Ein Ausflug mit Moddy führt mich heute erst in die Südspitze, nach Makunduchi.  Das Gebäude, in dem wir vor Jahren auf der Bootstour um die Insel übernachtet haben, damals ein Privathaus, der Wächter hat uns die Türen geöffnet, ist nur noch eine Ruine. Daneben hat es dafür ein paar neue Häuser gegeben, das Hotel, das damals im Bau war ist fertig, zwei weitere sind in Konstruktion. Obwohl Makunduchi eine schöne Küste fehlt, baden nur im Schwimmbad möglich ist und der Blick auf das Meer nicht wie derjenige an der Ostküste smaragdgrüntürkis ist.
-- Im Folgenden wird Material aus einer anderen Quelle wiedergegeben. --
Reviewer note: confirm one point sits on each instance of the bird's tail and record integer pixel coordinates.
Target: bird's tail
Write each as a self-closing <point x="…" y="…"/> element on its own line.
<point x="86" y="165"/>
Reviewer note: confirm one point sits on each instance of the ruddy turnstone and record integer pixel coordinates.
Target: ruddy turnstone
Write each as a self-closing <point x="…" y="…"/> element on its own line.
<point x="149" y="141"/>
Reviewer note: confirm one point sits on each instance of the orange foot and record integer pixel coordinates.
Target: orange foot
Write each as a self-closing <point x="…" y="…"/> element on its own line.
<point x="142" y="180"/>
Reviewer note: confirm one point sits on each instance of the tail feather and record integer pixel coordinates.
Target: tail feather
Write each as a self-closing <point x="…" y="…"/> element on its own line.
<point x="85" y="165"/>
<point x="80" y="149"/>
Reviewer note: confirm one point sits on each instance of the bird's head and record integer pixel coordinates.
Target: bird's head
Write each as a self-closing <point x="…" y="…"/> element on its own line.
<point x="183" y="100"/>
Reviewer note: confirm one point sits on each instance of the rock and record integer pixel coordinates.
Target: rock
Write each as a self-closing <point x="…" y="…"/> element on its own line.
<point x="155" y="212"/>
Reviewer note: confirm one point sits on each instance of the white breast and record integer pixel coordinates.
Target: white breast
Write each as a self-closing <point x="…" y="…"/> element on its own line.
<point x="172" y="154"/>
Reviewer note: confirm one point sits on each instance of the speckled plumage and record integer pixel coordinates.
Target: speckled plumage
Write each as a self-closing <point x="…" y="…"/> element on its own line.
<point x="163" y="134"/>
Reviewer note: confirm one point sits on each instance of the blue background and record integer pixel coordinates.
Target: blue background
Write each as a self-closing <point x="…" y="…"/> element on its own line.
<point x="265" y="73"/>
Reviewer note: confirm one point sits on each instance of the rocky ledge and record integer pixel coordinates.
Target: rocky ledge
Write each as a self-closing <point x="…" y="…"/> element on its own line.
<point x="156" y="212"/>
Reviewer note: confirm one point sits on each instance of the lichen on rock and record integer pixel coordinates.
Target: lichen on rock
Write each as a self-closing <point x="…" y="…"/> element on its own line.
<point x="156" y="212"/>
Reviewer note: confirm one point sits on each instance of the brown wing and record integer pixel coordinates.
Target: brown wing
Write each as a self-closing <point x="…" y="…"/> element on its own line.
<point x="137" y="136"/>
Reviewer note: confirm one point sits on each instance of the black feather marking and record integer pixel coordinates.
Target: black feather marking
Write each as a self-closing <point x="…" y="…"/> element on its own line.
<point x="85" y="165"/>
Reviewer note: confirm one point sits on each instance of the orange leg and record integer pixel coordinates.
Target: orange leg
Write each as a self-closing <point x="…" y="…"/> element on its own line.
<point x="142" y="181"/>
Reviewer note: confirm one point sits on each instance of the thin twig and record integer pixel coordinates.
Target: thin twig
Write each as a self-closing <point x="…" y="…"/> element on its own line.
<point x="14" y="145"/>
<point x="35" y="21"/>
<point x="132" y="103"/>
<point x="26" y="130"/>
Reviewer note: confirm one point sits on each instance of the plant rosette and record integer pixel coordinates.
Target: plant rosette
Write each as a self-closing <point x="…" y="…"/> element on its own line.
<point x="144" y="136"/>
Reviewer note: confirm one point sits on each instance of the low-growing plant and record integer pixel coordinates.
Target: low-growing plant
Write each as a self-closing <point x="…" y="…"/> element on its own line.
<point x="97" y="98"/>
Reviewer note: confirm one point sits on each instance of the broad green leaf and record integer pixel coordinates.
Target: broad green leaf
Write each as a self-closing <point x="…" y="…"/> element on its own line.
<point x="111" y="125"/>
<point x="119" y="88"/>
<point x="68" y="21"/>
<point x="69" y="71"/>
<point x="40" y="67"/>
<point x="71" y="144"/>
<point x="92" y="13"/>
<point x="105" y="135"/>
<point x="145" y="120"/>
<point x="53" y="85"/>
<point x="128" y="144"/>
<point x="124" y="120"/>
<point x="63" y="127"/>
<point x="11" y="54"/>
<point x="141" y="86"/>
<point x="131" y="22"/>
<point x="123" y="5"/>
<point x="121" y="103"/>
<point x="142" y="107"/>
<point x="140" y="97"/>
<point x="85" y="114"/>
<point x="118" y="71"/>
Und in der Umgebung steht keine Kolonie von Baobabbäumen, wie das in meiner wohl falschen Erinnerung eingraviert ist.
Danach Paje, an der Ostküste. Die Katesurfer bringen eine junge Atmosphäre, ich schaue ihnen gerne zu. Doch vermute ich, dass es des Abends hier recht laut zugehen muss. Auch Paje ist enorm gewachsen, die Quartiere der Einheimischen haben sich auf die Westseite der Strasse verschoben, vom Meer entfernt, hoffentlich bleiben ein paar der alten, stattlichen Dorfhäuser aus Korallenstein erhalten.


Gegen Abend fahren wir nach Michamwi, ich habe dort für mein Video gefilmt und fand das Resort grässlich, die Badebucht jedoch erstaunlich gut, sie ist als Mangrovengebiet in den Karten eingezeichnet. Nun stehen auch hier viele Gebäude und neue sind im Bau. Moddy verfährt sich und bleibt schliesslich im Sand stecken, ewiger Pechvogel, der er ist. Zum Glück organisiert er rasch rund zehn Männer, das meiste Rastas, das ist bei den jungen Sansibaris jetzt "in". Mit vereinten Kräften wird das Auto wieder flott gemacht und schliesslich gelangen wir doch noch zum Ort, den er mir zeigen will, einer Bar, bei der ganze Doppelbetten mit Blick auf das Meer wie Schaukeln an der Decke aufgehängt sind. Wir gehören zu den ersten Gästen, oh je, denke ich, werden das Moddys Freunde hier schaffen? Als die Sonne aber tiefer sinkt kommen immer mehr Autos angefahren. Auf einen Drink in einer Bar mit Raggae Musik, hier hat man - speziell für die Ostküste - einen Blick Richtung Westen auf die Bucht von Chwaka, ideal also für den Sonnenuntergang

19.01.2017, Sansibar


Seit drei Monaten erhalte ich jedes Mal mehr einheimische Währung für den Dollar, das war bereits in Myanmar so. Der Dollar steigt also. Offensichtlich ist die Börse zufrieden mit der Wahl Trumps. Wahrscheinlich haben diese finanzstarken Kreise im Hintergrund bei den Wahlen in Amerika tüchtig mitgemischt.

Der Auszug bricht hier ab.